Base Camp is filling quickly with many large expeditions including 3 expeditions with very large film crews. Also attempting the mountain this year is Dick Bass, the 1st person to climb the 7 summits. If he summits, he will be the oldest person to summit at 73 years.
We will be heading to Advanced Base Camp for the 1st time on Friday 11th. Anil the Sirdar and 2 of the Sherpas will be heading up to ABC on Wednesday 9th to set up ABC early in time for our arrival. We hope to ascend to the North Col for the 1st time on the 15th or 16th April.
A further report will follow after this.
Report No 1 – 28th March 2003
On Thursday 27th March 5 of the above team left Heathrow for Kathmandu, the start of their Everest Expedition. Peter from Australia will meet the team in Kathmandu.
The Team will again be led by Dave Pritt, Director of Adventure Peaks who summitted Everest last year along with 2 team members.
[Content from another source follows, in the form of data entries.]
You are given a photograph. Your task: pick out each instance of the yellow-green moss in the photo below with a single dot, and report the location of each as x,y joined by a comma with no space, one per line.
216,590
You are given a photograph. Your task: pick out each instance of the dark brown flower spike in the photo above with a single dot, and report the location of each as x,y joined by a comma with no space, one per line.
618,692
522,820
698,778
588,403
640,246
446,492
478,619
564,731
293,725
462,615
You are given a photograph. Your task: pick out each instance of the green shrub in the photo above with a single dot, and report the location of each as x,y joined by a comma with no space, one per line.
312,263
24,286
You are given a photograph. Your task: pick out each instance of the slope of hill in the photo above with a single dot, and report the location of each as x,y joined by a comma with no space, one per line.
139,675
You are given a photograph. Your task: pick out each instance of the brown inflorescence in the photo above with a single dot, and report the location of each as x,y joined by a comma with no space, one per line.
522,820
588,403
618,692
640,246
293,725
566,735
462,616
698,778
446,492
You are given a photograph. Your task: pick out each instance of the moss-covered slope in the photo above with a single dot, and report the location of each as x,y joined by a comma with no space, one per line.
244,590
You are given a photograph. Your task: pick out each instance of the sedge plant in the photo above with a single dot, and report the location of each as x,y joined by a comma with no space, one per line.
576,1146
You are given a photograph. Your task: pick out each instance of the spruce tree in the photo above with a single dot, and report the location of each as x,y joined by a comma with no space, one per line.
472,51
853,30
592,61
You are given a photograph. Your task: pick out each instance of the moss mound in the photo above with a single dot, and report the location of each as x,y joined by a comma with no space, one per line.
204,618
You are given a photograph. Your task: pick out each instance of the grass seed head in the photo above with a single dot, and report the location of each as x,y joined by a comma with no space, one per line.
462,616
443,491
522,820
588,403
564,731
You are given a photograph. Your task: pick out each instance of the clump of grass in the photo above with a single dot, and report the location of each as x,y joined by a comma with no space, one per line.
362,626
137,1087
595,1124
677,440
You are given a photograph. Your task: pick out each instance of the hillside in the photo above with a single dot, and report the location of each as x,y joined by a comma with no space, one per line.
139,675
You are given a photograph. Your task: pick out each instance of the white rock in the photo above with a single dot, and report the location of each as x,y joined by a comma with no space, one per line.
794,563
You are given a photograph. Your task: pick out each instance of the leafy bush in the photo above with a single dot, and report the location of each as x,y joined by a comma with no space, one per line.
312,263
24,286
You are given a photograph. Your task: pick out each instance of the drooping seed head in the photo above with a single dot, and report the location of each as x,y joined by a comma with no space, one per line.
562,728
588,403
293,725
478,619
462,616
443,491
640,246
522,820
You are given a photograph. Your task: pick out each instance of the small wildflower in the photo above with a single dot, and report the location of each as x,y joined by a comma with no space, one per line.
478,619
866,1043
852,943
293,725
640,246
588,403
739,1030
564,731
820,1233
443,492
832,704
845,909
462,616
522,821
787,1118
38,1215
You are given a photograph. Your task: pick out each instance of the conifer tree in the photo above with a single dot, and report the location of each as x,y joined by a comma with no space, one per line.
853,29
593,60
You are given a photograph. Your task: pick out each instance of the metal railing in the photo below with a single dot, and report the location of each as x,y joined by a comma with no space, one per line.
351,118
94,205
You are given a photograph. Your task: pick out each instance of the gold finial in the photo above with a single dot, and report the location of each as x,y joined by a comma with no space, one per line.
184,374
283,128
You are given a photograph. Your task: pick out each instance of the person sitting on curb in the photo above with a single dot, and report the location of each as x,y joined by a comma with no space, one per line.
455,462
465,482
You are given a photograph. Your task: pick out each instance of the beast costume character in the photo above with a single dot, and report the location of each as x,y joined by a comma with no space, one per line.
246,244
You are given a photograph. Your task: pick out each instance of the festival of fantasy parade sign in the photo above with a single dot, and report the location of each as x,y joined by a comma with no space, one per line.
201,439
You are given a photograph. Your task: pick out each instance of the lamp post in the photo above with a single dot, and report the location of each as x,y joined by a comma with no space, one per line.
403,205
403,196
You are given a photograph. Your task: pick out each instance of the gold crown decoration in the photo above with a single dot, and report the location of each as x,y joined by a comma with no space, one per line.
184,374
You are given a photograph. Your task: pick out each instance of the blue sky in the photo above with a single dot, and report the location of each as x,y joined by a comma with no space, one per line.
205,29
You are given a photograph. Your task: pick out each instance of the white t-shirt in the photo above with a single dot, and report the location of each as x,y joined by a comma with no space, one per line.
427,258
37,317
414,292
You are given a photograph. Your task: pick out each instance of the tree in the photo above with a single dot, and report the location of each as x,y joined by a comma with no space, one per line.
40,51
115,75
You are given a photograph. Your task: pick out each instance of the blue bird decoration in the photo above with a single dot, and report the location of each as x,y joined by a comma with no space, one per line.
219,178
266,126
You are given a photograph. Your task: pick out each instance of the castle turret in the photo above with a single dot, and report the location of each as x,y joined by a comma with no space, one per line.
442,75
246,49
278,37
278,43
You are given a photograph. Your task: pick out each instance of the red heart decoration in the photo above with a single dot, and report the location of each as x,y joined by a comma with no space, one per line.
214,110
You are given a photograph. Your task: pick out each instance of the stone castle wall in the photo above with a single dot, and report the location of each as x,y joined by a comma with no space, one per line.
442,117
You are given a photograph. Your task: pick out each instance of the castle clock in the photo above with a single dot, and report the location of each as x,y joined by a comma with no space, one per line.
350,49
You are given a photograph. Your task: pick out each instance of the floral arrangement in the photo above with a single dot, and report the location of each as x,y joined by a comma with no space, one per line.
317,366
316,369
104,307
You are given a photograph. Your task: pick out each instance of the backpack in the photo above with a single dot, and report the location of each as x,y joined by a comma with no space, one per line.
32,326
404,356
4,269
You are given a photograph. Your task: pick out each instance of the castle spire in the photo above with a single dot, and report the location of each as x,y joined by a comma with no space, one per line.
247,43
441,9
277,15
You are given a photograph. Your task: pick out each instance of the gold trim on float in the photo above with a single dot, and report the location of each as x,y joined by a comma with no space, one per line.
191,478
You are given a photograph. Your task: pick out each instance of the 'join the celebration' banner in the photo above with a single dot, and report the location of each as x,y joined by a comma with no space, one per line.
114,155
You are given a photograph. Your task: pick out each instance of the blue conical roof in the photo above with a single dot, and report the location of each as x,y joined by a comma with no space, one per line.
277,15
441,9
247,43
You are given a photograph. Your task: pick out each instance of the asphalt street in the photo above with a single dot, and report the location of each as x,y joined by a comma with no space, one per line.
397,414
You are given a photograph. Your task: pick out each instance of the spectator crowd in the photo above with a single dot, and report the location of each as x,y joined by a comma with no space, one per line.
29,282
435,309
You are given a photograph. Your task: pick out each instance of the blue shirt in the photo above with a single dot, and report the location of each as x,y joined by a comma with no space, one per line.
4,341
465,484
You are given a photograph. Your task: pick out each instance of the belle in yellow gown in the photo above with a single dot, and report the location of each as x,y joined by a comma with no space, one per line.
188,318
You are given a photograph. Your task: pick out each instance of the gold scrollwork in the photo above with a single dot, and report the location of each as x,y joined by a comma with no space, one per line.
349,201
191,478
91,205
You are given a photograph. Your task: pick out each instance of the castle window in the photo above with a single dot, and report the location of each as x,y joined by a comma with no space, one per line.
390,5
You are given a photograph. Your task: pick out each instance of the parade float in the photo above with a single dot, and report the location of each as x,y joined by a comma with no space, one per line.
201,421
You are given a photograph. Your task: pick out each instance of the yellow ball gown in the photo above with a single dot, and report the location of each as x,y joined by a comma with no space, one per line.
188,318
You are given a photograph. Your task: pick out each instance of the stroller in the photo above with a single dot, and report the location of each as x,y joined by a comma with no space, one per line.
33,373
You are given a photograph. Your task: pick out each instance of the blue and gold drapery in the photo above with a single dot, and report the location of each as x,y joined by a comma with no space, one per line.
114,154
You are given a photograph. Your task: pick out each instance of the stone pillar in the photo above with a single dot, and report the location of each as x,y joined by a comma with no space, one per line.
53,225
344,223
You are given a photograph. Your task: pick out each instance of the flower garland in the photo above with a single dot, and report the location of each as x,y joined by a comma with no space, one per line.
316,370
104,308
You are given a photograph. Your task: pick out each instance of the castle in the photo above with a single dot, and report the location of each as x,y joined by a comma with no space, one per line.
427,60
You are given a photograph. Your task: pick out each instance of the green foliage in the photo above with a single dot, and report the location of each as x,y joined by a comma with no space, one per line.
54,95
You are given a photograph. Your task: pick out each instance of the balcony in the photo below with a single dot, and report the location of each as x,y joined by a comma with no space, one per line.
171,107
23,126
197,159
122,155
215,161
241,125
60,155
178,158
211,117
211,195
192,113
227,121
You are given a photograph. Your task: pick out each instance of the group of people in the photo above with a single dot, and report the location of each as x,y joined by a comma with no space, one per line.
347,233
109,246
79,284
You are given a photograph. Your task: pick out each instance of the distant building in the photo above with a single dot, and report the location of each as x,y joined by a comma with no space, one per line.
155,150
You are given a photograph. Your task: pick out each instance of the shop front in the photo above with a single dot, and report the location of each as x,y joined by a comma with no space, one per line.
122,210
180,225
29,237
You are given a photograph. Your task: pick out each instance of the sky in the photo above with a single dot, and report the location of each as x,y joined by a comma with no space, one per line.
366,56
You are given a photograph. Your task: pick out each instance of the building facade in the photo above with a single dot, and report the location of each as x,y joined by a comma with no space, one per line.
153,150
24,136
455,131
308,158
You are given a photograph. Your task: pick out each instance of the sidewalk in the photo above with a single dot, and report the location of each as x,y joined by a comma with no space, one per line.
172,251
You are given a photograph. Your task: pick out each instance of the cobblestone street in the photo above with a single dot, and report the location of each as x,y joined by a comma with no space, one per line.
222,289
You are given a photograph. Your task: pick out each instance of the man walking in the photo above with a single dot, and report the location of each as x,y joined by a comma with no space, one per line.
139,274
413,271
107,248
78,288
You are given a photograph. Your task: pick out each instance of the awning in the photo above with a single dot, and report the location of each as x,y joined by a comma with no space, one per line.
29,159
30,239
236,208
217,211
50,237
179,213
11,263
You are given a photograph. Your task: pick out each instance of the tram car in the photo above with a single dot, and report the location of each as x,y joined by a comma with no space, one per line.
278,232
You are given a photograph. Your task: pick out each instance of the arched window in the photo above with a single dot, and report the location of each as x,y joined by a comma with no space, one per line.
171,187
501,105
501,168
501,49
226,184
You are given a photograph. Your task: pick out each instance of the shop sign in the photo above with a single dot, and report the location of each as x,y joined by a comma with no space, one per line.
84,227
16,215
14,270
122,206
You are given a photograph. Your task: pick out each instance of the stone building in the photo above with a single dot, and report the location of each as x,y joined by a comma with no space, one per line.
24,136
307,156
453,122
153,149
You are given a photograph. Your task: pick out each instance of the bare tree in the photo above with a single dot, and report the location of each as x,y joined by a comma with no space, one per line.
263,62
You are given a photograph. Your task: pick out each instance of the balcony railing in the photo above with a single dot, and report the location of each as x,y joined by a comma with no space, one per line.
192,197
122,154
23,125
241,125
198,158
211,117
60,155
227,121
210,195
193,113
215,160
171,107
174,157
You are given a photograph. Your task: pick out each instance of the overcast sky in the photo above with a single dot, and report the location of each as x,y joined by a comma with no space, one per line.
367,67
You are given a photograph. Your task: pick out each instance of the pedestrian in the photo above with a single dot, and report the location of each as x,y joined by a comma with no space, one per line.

Also part of the team again is Patricia McGuirk from Ireland who is attempting Everest for the 2nd time, last year Patricia reached the North Col at 7000metres.
The Team will spend 4 days in Kathmandu whilst final preparations are made, they will meet their team of climbing sherpas, cooks and porters who they will spend the next 60 days with.Once permits have been obtained they will leave Kathmandu crossing the border into Tibet bound for Everest Base Camp on Tuesday 1st April.
The journey will take 5 to 6 days to reach basecamp which is situated on the Rongbuk Glacier at 5200 metres,along the way they will carry out acclimatisation walks.
Unlike the South side, the team along with all their sherpas and cooks and vasts amount of equipment will be driven right to basecamp.
The Team will hopefully be one of the first teams to arrive to enable them to establish good campsite locations which will be home for them for the next 6 to 8 weeks.
The Team over the next 8 weeks will be emailing progress reports home which will be updated on this site, you can now follow their progress and read their stories.
We wish them all a safe successful expedition and hope they reach the top of the world.